Steve Benbow, homes wanted for bees
This is Steve Benbow, the urban beekeeper and he needs homes for his bees. No doubt you’ve heard of the drastic decline in the bee population and I am sure you are also aware that our very existence depends on bees to pollinate the plants that grow our food. Steve explained to me that GM crops and pesticide spraying are making life difficult for bees in our countryside, so he is trying to find locations for one hundred beehives in London by next Summer. The city is the future for bees, he says.
If you have a garden, or a yard, or a rooftop, or any secure exterior space measuring five square metres that could offer a home to five hives, Steve wants to hear from you. He would require access once a week during the Summer to tend the hives and pay rent to you in jars of delicious honey. Be assured, his bees are carniolans - a gentle species that will not cause a hazard.
I invited Steve over to Spitalfields last Sunday to take a look at my garden in the hope it might be suitable for beehives, but unfortunately he says there is not enough sunlight. So I am hoping that there are some other people in the neighbourhood that can help out instead.

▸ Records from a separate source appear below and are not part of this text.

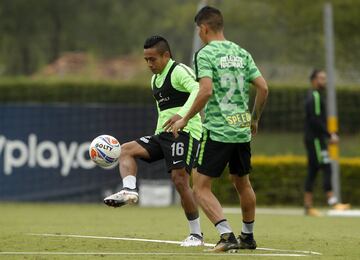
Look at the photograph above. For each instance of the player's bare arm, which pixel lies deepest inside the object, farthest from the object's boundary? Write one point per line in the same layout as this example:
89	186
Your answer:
205	92
260	101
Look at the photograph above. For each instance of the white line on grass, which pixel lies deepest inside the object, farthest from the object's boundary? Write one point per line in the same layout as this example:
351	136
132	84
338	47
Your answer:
147	253
169	242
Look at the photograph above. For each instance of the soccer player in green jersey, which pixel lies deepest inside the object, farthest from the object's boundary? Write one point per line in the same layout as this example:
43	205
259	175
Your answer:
174	89
225	72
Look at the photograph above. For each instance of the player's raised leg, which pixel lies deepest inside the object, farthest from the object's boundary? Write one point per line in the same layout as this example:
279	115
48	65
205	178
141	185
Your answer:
128	170
181	180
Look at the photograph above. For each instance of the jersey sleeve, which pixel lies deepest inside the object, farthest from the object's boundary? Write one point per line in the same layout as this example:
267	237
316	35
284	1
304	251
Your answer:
202	65
254	72
183	79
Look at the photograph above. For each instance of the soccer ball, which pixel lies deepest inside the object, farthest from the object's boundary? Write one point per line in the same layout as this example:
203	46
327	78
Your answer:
105	150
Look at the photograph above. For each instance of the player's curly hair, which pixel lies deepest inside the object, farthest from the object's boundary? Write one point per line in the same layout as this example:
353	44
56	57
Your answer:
210	16
158	42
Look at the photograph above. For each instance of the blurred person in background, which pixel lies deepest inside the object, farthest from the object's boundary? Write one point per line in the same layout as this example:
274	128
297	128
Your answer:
316	143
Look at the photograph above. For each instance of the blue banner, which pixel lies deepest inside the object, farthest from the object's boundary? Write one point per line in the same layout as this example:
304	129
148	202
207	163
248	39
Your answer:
44	149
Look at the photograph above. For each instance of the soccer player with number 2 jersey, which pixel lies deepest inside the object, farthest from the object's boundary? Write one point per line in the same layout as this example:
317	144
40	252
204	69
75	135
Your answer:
225	72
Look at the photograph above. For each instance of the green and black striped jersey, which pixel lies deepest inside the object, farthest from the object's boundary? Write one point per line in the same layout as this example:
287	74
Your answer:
231	69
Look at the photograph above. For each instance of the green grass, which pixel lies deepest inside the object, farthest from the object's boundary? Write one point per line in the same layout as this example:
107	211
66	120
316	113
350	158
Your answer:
333	237
292	143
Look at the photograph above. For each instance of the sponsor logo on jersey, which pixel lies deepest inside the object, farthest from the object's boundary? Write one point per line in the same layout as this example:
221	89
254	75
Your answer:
231	61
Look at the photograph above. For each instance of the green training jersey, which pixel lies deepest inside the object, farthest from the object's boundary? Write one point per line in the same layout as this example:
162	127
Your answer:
231	69
182	79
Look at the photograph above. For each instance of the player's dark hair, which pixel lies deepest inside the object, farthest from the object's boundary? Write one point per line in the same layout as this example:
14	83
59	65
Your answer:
314	74
210	16
158	42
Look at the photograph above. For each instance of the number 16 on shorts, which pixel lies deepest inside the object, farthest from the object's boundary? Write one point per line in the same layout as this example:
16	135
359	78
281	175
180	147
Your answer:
177	149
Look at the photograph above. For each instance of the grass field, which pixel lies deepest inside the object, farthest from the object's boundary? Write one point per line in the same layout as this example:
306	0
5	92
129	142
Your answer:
332	237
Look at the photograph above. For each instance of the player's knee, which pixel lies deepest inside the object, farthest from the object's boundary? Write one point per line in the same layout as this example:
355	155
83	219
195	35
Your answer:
180	180
241	183
127	149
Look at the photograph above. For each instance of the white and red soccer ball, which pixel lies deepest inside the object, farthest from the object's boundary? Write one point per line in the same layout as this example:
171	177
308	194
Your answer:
105	150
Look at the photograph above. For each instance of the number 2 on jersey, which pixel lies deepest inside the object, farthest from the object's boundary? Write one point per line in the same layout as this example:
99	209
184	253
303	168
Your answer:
230	82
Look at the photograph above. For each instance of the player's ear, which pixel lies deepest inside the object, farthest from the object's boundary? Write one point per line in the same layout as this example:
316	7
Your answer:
204	28
166	54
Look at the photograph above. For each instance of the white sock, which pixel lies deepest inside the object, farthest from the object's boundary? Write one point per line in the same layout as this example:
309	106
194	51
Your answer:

Steve has been producing London honey for years and he says the vegetation and green spaces here make it ideal for bees. Some readers may remember him selling his honey in the Spitalfields Market in the past. Steve runs the London Honey Company and currently has hives placed on the roof of Fortnum & Mason (to whom he is the official beekeeper), at the Barnes Wetland Centre, on a roof in Tooley St and on barges by Tower Bridge. London honey is prized for its complexity of taste and honey from each borough is inflected with different qualities, Piccadilly honey has a hint of lime while Tower Bridge honey has a whiff of toffee. I want Steve to place hives here in the neighbourhood so I can discover the unique flavour of Spitalfields honey.